What happens to Gordon in a Hung Parliament?

Would this be the key question as to What Happens Next?

Let’s suppose that the General Election produces the hung parliament the polls and betting markets are currently indicating is the likeliest outcome. What happens next is partly the consequence of the numbers game – how many MP’s and votes each party won – but also how the various players react to events and to each other.

In politics, as allegedly elsewhere, possession is nine-tenths of the law and Gordon Brown is the man in possession. The initiative would in the first instance be with him to form a government if he tried to do so, as it was with Heath in 1974.

There are several key groups that he’d need the support of: his cabinet, the PLP and (probably) the Lib Dems. If he couldn’t form a viable government – if his senior colleagues told him it was time to go – he probably wouldn’t have any option but to do so, not least because that would compromise support elsewhere. Likewise with the PLP. If Labour win most seats, a Brown government might survive on a Lib Dem abstention on the Queen’s Speech but otherwise would probably need either their active support or that of several minor parties: the veto applies there too.

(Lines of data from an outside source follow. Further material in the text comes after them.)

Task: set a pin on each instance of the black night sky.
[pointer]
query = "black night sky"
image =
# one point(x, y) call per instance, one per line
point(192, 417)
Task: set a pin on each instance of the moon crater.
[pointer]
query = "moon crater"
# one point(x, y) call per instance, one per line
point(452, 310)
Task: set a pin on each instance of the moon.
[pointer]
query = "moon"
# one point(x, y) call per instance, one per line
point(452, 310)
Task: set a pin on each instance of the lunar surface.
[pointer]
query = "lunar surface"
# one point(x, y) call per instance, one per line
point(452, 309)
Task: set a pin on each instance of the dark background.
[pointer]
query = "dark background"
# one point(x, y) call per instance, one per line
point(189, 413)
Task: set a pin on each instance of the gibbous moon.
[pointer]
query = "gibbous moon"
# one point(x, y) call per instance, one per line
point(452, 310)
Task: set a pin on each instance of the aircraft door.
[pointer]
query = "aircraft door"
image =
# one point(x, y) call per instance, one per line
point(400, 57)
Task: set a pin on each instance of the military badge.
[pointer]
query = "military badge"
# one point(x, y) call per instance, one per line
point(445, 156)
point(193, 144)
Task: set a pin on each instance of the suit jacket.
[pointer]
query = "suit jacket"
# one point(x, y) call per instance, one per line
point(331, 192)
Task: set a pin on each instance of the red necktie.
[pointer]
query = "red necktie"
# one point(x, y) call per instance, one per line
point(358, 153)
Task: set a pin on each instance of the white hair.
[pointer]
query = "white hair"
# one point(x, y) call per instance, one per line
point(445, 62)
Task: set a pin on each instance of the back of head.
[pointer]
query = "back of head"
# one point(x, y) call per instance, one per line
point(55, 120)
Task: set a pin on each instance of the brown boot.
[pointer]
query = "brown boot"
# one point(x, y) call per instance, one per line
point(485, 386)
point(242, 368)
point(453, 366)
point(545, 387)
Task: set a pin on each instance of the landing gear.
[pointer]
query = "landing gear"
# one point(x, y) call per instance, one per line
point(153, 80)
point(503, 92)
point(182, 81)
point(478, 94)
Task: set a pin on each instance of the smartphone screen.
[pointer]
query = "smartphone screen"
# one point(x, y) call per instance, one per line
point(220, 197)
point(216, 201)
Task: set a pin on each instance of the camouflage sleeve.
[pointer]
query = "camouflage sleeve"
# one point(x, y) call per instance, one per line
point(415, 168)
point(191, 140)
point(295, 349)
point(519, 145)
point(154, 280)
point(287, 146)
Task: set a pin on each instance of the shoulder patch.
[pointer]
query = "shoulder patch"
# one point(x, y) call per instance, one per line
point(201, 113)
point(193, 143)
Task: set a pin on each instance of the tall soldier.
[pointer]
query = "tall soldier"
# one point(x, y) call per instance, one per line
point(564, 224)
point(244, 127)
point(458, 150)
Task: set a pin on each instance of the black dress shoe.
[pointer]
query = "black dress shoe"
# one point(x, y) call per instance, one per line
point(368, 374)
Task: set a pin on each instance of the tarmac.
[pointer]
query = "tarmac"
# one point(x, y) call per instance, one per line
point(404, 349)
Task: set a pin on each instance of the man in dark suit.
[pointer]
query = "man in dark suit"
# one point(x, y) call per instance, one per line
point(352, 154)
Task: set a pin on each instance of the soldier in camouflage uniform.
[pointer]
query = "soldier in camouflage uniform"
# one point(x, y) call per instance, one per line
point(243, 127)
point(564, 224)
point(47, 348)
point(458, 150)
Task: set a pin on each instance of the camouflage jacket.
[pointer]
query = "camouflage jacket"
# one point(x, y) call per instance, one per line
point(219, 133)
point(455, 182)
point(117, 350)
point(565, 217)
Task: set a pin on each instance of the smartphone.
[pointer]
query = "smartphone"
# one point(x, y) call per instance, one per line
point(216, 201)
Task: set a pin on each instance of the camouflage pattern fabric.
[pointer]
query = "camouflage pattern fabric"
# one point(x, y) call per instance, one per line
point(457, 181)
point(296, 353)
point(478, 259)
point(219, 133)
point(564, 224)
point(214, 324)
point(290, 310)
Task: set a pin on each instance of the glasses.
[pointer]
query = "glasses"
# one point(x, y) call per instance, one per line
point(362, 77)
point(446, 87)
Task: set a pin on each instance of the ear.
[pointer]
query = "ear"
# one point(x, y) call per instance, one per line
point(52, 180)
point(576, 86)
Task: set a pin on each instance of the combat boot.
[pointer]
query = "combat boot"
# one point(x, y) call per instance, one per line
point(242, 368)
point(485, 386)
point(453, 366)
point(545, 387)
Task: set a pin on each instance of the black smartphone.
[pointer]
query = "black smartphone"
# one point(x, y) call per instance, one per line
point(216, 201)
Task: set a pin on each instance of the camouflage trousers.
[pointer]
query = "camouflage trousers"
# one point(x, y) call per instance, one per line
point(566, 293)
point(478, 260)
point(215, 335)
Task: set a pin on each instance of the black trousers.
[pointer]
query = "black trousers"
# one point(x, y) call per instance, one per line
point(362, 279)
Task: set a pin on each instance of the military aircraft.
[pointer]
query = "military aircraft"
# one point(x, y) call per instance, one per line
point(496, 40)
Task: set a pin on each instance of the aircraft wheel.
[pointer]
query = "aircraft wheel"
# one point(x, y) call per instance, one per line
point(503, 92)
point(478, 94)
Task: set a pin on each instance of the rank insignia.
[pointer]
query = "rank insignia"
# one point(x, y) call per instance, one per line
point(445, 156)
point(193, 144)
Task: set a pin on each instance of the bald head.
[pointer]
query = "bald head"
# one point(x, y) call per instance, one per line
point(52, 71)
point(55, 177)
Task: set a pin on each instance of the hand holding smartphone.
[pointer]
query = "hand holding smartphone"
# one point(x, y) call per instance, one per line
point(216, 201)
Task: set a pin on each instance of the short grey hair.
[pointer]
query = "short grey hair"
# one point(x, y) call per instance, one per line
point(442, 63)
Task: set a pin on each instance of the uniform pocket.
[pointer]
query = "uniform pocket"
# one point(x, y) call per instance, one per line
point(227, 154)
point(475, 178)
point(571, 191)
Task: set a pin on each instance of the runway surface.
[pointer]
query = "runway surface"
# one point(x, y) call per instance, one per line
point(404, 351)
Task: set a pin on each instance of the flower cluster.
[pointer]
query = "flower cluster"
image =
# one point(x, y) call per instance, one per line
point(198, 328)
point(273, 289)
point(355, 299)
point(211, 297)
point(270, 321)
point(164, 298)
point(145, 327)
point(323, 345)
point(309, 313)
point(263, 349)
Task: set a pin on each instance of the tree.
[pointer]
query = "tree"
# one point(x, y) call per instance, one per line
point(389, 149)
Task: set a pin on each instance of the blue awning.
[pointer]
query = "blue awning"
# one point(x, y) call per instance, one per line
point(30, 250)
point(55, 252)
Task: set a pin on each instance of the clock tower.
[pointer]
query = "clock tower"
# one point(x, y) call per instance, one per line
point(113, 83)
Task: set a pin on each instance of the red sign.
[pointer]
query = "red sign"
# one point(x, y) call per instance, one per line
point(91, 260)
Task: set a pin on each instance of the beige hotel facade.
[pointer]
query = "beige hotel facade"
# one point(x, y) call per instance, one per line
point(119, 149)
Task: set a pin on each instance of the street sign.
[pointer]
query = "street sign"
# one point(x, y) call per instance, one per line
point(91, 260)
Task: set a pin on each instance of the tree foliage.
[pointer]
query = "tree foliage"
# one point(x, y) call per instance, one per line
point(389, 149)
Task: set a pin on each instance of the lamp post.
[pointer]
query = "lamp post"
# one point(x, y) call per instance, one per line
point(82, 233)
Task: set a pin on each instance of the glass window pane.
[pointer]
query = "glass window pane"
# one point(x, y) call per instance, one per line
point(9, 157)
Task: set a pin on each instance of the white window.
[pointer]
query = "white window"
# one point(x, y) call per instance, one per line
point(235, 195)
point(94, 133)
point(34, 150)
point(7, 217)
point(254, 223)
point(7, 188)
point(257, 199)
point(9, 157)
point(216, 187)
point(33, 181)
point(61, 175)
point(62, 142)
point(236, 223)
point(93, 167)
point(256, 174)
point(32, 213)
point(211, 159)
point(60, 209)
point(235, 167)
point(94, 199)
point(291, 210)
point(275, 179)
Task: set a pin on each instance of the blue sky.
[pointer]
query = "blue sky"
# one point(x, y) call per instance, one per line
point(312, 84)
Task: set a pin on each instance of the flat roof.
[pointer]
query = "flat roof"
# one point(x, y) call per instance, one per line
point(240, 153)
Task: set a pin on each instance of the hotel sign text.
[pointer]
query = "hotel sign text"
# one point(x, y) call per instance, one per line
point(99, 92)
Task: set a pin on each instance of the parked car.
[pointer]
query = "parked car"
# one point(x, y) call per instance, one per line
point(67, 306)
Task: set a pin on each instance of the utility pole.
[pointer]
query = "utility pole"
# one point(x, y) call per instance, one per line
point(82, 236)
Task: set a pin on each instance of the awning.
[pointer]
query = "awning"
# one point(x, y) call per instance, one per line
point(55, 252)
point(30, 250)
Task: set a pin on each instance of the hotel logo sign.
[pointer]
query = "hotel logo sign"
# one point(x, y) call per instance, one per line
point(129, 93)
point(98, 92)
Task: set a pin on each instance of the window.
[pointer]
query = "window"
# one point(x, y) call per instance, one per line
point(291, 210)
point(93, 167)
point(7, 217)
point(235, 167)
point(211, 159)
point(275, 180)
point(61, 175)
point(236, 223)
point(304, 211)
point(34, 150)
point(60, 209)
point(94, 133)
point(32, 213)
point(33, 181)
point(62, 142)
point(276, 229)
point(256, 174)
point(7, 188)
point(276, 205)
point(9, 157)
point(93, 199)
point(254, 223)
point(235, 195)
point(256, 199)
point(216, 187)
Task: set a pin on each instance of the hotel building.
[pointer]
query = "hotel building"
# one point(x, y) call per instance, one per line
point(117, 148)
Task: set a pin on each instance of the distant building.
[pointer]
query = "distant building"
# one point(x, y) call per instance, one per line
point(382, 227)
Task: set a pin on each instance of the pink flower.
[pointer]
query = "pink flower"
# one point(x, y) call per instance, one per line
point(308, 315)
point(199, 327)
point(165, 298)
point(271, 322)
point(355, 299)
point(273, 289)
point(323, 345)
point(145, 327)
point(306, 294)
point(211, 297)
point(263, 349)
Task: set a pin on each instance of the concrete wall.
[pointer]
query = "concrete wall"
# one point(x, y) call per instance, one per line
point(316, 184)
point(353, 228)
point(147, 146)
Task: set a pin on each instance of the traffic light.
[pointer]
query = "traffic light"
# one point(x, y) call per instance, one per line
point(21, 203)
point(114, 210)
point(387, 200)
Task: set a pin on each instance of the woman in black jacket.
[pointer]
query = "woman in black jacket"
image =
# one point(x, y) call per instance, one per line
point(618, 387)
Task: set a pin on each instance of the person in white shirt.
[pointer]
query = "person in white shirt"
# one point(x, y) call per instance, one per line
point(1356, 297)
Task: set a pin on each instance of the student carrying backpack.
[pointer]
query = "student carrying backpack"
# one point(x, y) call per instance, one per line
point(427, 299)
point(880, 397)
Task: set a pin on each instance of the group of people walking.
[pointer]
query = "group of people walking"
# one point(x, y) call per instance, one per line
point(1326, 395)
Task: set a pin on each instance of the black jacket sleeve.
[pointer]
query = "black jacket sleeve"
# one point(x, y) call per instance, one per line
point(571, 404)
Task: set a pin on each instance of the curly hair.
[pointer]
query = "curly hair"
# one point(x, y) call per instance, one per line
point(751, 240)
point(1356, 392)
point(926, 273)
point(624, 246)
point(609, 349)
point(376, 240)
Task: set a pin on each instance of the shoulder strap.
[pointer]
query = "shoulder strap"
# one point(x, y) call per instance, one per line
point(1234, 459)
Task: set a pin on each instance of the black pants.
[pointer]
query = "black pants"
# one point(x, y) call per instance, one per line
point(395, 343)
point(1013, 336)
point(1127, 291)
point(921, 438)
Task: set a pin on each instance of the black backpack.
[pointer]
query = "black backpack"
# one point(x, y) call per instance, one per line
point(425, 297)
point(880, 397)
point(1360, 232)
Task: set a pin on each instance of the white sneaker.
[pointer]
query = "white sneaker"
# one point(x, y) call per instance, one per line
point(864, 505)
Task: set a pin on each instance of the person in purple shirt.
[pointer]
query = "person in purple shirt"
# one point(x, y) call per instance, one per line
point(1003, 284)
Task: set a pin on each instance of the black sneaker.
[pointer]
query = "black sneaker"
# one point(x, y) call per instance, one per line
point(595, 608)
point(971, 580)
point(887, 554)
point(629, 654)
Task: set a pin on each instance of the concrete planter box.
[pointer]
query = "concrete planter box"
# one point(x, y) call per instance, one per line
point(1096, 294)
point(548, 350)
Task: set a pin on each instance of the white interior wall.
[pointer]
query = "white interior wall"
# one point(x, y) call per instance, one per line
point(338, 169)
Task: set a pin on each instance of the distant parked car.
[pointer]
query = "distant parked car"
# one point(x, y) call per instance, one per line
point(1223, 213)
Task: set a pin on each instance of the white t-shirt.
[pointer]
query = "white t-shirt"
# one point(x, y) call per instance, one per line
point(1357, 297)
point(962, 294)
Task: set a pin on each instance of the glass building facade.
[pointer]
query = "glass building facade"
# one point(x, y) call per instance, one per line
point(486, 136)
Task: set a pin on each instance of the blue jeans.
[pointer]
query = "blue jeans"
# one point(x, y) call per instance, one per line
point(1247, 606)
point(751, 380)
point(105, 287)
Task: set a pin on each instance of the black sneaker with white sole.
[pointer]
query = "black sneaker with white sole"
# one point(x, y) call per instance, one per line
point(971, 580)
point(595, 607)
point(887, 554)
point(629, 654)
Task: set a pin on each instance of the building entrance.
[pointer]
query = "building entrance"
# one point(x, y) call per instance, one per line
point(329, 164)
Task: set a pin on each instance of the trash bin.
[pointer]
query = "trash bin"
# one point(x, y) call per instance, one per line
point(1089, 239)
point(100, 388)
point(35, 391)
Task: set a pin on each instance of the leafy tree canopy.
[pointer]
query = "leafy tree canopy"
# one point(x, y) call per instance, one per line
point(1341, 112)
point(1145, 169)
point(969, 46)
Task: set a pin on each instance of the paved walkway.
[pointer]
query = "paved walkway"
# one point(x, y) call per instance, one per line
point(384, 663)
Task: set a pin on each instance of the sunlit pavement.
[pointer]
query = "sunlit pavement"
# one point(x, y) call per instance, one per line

There’s been talk that the Lib Dems might prop up Labour if they were to change their leader. How realistic is that?

Firstly, Clegg’s been pretty clear that the Lib Dems will regard votes won as a greater mandate than seats in the Commons. That’s inevitably going to cause problems if Labour tries to stay as if it’s a hung parliament, they’ll almost certainly have won fewer votes than the Tories (if not, they’ll be very close to an overall majority and there probably wouldn’t be an alternative viable government available). That goes for any other Labour leader as much as for Brown.

Secondly, there are party mechanisms to go through and rules to abide by. Brown can’t simply be forced out as party leader – Labour’s rules make that nigh-on impossible – so he’d have to be persuaded / forced to stand down, or left in place as party leader while one of his colleagues tried to form a government, a situation close to unworkable.

To some extent, rules can be bent or ignored if the practicalities make it reasonable to do so (eg if the rest of the cabinet were close to unanimous in recommending an alternative) but only with large amounts of goodwill on all sides – goodwill that may not be forthcoming.

Thirdly, even if Brown is somehow prised out of No 10 against his will, what happens to him then? This seems to me to be the big unanswered question. Especially if he’s still party leader but even if he’s not, he has the potential to make life intolerable for his successor in a way that even Heath or Thatcher never did simply because of the parliamentary arithmetic. Would he be offered and would he accept a place in the cabinet for example? The arguments are finely balanced either way. If he chooses to walk away, no problem; if he chooses to stay and fight, major problem.

Stubborn inertia has been a favoured tactic of Gordon Brown throughout his career and has generally served him well, preventing others from challenging him by making it too painful to do so. I wouldn’t be at all surprised to see him go down that road again, knowing that to do so will force the Lib Dems to choose between keeping him in office and allowing a Tory government to form, assuming the Lib Dems finish comfortably third in seats. Stubborn inertia may yet again be his best, and favoured, option.